She claims she tried to address her concerns about his mental health with his probation officer two weeks prior to the shooting.

According to Wright, her son spent the majority of his life incarcerated and was first locked up when he was 17-years-old.

“He wasn’t the monster they made him out to be,” (no, he was see below) cried Valerie Wright. “I reached out to his probation officer and asked her to help with my son because he was mentally ill.”

Deshaun Wright had been temporarily staying at the home on Ferndale Street where his life came to an end. (This is better known as suicide my cop)

A woman whom his father shares a child with, told police she asked Deshaun to vacate the premises.

She claimed he refused to leave, threatened other residents with a firearm and held the gun to one resident’s head. 

“I’m still waiting for a call. They haven’t called me about my child dead. (don't hold your breath) I’m still waiting for that call,” said Wright’s mother.

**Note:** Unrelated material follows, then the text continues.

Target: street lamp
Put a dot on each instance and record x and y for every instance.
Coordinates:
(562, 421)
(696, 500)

She and other family members gathered at the scene on Sunday night to demand answers.

They claim they were not contacted by authorities during the standoff, and they’re convinced they could have helped with negotiations.

“We could’ve helped him. We could’ve told you what he meant,” (No, they knew what he wanted, and BPD obliged) said niece Tiayza Wright. “We asked for help two weeks prior. We knew my uncle had a mental illness.”

Boston 25 News first reached out to Boston Police the day after the standoff about the family’s claims.

Boston Police declined to comment on the family’s claims and again declined to comment on Sunday night.

A BPD spokesperson cited the ongoing investigation and referred all questions to the Suffolk County District Attorney’s Office.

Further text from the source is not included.